The work went on.
On the third day a lull enabled us to complete our organisation. The
enemy was bombarding the town and the lines persistently. Our artillery
replied, shell for shell, in furious salvos; a sort of thunderous wall
rose around us which seemed to us like a rampart. ... The afflux of
wounded had diminished. We had just received men who had been fighting
in the open country, as in the first days of the war, but under a hail
of projectiles hitherto reserved for the destruction of fortresses. Our
comrade D----arrived from the battlefield on foot, livid, supporting his
shattered elbow. He stammered out a tragic story: his regiment had held
its ground under a surging tide of fire; thousands of huge shells had
fallen in a narrow ravine, and he had seen limbs hanging in the thicket,
a savage dispersal of human bodies. The men had held their ground, and
then had fought....
A quarter of an hour after his arrival D----, refreshed and
strengthened, was contemplating the big wound in his arm on the
operating table, and talking calmly of his ruined future....
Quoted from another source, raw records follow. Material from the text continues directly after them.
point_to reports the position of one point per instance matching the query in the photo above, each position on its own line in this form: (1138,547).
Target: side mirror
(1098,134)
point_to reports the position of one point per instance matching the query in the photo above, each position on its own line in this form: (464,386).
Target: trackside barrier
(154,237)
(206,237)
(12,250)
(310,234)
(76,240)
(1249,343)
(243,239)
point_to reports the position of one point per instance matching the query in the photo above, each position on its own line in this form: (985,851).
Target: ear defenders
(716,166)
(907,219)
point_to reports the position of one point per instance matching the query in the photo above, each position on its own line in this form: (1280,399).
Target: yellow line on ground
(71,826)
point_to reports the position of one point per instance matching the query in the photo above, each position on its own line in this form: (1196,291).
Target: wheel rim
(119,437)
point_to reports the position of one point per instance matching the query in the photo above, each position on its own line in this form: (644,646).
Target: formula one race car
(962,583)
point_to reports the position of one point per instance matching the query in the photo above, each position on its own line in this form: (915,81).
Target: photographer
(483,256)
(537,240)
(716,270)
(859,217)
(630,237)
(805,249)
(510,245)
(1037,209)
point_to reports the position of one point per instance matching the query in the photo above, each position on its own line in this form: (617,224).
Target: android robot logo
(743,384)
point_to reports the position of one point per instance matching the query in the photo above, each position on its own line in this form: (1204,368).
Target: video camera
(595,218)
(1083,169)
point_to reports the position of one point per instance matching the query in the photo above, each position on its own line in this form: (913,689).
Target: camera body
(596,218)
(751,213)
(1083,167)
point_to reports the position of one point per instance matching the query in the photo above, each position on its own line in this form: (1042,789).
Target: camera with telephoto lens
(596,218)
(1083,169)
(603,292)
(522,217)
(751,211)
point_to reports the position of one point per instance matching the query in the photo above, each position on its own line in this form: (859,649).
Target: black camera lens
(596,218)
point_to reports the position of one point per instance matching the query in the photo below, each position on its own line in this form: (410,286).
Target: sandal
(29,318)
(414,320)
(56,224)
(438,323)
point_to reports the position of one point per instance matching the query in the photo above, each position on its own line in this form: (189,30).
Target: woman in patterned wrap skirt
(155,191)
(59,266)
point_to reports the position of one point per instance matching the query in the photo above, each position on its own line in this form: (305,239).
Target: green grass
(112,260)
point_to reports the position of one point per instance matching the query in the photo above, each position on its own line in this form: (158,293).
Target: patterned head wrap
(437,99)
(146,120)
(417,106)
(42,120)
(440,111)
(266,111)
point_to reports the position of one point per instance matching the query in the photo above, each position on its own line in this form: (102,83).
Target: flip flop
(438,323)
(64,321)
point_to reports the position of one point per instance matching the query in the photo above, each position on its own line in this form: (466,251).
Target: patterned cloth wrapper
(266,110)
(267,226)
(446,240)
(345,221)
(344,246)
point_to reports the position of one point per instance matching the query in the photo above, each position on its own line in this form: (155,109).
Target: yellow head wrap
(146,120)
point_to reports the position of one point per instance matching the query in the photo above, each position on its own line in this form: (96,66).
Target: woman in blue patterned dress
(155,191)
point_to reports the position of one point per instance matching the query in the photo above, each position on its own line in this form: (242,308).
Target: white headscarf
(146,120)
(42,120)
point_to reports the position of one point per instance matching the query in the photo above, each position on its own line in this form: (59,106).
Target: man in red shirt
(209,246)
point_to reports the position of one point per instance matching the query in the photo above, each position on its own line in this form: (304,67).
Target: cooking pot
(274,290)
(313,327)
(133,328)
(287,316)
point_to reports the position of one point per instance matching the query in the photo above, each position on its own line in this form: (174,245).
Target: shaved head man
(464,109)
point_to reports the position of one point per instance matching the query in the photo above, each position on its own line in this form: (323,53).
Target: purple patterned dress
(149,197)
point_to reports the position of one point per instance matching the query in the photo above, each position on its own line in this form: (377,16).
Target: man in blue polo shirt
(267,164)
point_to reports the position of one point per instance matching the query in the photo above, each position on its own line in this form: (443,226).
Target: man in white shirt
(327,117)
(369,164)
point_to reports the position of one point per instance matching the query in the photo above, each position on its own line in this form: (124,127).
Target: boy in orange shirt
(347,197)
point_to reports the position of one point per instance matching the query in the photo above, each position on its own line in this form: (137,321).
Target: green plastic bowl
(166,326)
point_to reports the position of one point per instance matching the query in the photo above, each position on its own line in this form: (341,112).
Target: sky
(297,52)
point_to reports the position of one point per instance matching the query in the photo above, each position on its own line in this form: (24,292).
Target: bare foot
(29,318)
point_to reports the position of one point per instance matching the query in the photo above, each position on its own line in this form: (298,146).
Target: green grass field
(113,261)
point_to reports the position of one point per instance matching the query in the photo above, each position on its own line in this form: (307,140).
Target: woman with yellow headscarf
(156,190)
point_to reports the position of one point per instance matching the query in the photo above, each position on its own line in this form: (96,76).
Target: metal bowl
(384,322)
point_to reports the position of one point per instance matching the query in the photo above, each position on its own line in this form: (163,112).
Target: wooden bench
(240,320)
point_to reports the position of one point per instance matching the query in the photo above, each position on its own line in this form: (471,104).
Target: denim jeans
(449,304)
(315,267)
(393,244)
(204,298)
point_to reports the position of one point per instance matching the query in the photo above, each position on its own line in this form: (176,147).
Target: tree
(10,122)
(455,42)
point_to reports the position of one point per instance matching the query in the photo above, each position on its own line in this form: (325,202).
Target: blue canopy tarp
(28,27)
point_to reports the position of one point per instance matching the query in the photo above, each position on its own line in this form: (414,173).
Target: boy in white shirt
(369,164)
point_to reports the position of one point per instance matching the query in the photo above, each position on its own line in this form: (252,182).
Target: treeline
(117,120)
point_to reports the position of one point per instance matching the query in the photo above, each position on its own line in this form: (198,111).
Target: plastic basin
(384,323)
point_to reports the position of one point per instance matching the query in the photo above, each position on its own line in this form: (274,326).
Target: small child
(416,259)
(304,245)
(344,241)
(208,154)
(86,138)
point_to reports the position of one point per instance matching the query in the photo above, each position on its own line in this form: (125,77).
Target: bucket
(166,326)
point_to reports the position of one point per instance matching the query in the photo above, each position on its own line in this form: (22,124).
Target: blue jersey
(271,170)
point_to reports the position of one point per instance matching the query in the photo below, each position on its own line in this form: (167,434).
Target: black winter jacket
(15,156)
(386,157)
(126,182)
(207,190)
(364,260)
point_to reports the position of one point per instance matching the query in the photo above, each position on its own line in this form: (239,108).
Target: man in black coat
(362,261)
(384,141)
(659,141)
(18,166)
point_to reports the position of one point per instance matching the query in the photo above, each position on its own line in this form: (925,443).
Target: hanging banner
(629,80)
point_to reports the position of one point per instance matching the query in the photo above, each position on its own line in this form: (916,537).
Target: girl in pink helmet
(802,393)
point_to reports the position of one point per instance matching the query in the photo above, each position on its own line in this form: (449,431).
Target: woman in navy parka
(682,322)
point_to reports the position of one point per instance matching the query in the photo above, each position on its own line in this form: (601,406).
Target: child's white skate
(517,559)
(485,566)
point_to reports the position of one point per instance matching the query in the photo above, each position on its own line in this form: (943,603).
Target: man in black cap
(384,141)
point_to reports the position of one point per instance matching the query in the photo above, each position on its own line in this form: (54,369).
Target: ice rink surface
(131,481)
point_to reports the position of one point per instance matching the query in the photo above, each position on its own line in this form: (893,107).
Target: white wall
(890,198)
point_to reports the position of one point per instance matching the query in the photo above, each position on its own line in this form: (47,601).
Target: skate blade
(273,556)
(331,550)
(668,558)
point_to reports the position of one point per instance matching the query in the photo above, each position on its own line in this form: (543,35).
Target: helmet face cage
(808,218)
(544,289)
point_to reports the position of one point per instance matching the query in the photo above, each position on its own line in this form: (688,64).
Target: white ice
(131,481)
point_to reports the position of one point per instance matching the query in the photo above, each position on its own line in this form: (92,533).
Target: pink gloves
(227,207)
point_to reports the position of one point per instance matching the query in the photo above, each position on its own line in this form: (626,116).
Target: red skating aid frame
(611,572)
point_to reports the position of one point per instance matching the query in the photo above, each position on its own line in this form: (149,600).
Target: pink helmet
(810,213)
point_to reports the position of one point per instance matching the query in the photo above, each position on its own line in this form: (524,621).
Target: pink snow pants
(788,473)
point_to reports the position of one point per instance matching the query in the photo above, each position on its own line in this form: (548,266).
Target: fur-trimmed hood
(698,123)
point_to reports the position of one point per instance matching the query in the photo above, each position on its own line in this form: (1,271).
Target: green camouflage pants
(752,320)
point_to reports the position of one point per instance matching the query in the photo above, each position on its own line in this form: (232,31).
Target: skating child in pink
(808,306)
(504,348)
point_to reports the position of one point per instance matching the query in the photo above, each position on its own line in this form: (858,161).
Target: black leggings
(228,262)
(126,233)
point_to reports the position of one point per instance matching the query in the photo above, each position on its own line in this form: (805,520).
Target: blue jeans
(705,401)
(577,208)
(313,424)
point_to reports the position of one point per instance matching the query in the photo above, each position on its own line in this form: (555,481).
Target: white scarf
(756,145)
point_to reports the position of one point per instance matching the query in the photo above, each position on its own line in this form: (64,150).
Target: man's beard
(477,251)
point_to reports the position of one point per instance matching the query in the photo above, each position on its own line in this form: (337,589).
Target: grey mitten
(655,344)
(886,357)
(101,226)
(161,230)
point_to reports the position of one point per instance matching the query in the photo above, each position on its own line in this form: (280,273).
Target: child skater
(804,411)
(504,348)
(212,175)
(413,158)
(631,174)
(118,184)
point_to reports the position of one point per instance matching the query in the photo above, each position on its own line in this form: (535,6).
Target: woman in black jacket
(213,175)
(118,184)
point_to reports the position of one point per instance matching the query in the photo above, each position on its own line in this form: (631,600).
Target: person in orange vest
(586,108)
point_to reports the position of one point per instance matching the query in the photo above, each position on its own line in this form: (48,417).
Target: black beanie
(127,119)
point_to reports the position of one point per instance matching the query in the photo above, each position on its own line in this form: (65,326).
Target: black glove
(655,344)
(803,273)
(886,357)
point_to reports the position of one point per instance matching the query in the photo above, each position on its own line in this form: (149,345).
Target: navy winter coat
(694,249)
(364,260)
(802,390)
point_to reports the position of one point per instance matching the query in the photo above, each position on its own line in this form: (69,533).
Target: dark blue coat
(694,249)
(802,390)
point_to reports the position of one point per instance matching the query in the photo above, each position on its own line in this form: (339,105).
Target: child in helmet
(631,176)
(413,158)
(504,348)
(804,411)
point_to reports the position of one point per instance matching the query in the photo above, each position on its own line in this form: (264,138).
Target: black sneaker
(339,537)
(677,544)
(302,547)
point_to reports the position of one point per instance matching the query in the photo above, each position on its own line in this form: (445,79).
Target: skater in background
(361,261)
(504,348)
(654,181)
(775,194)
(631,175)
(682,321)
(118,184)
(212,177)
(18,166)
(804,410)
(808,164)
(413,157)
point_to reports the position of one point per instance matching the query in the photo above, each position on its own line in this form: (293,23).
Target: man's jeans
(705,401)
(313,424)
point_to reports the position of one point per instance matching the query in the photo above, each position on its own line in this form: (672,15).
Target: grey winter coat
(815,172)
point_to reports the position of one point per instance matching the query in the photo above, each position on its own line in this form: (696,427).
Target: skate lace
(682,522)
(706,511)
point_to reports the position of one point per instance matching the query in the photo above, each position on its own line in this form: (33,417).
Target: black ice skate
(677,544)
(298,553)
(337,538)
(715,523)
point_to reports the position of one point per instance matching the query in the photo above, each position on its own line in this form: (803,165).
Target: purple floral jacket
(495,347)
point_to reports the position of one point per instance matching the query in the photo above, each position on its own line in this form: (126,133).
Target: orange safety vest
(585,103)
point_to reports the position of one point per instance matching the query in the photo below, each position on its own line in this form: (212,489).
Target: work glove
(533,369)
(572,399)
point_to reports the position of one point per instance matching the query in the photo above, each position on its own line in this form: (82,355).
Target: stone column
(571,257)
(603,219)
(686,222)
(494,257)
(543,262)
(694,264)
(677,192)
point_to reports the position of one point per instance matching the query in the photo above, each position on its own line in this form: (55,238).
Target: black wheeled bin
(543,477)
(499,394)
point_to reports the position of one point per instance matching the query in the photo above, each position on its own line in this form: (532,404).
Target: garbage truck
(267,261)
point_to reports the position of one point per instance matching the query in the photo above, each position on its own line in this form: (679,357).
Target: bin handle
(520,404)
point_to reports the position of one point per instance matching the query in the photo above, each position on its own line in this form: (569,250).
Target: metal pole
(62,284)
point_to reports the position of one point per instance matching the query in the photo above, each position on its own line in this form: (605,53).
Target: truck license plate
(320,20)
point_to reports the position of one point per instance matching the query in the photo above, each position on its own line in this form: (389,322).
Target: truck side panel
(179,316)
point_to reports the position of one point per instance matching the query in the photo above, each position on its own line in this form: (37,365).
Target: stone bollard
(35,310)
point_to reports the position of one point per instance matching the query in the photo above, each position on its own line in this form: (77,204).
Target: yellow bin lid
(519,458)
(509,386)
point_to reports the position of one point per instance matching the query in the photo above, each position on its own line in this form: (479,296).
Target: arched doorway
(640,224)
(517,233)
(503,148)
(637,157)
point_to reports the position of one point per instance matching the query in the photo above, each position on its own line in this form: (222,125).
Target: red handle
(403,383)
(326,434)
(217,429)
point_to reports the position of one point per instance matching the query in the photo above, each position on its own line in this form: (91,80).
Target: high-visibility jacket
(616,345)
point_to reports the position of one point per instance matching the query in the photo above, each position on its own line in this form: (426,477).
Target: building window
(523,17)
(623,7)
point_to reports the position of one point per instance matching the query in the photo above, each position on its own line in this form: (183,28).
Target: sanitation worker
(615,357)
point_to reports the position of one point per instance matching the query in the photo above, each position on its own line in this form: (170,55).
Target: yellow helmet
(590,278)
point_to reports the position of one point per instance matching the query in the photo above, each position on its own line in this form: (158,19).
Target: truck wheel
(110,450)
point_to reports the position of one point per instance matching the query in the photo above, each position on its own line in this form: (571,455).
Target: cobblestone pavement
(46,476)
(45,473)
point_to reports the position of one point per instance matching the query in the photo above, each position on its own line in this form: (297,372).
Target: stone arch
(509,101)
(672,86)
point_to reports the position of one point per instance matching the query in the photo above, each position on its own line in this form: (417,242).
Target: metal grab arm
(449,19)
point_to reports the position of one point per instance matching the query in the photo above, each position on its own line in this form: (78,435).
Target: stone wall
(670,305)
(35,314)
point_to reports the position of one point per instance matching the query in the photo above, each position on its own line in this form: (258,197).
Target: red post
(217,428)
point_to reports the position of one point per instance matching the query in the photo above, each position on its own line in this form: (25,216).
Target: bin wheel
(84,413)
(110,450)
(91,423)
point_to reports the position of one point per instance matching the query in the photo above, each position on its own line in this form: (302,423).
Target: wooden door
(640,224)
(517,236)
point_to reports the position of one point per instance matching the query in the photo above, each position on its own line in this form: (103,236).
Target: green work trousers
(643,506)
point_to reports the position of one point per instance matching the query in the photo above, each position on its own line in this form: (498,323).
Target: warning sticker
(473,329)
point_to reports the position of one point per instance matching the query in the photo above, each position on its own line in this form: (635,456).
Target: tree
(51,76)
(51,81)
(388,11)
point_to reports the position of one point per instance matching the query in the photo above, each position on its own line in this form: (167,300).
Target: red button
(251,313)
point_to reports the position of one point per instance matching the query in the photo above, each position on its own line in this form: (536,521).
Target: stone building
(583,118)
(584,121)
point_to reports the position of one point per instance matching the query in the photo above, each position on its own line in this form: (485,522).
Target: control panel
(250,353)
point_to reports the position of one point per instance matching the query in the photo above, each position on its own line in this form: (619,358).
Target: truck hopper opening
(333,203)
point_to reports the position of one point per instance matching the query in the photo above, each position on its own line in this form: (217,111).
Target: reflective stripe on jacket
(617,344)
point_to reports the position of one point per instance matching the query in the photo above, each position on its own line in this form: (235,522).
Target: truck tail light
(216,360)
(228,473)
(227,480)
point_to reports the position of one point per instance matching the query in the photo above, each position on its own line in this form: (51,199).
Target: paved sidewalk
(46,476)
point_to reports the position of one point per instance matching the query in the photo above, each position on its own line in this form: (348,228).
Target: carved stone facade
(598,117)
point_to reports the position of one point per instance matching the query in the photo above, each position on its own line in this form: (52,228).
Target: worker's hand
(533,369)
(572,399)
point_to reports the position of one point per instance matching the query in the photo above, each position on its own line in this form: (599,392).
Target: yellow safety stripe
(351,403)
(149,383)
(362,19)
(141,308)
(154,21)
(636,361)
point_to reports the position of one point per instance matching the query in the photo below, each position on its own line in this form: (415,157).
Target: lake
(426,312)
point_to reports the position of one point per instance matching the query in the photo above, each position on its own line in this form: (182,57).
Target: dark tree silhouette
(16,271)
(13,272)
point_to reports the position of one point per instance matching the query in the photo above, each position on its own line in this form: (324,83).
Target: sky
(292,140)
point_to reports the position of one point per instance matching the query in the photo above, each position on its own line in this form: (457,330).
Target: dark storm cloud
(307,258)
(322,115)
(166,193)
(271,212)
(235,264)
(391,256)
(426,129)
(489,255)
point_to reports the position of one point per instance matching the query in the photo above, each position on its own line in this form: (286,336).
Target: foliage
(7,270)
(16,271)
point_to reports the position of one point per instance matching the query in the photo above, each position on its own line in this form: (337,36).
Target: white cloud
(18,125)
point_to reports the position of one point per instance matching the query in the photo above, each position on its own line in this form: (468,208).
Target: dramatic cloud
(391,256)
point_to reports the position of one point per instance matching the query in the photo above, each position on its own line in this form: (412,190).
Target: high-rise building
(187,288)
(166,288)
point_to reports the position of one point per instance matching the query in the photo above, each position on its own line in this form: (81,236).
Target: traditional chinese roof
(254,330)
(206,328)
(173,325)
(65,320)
Towards the evening of this day, we were able to go out of the building,
and breathe the unpolluted air for a few minutes.
The noise reigned supreme, as silence reigns elsewhere. We were
impregnated, almost intoxicated with it....
A dozen of those captive balloons which the soldiers call "sausages"
formed an aerial semi-circle and kept watch.
On the other side of the hills the German balloons also watched in the
purple mist to the East.
Night came, and the balloons remained faithfully at their posts. We were
in the centre of a circus of fire, woven by all the lightnings of the
cannonade. To the south-west, however, a black breach opened, and one
divined a free passage there towards the interior of the country and
towards silence. A few hundred feet from us, a cross-road continually
shelled by the enemy echoed to the shock of projectiles battering the
ground like hammers on an anvil. We often found at our feet fragments of
steel still hot, which in the gloom seemed slightly phosphorescent.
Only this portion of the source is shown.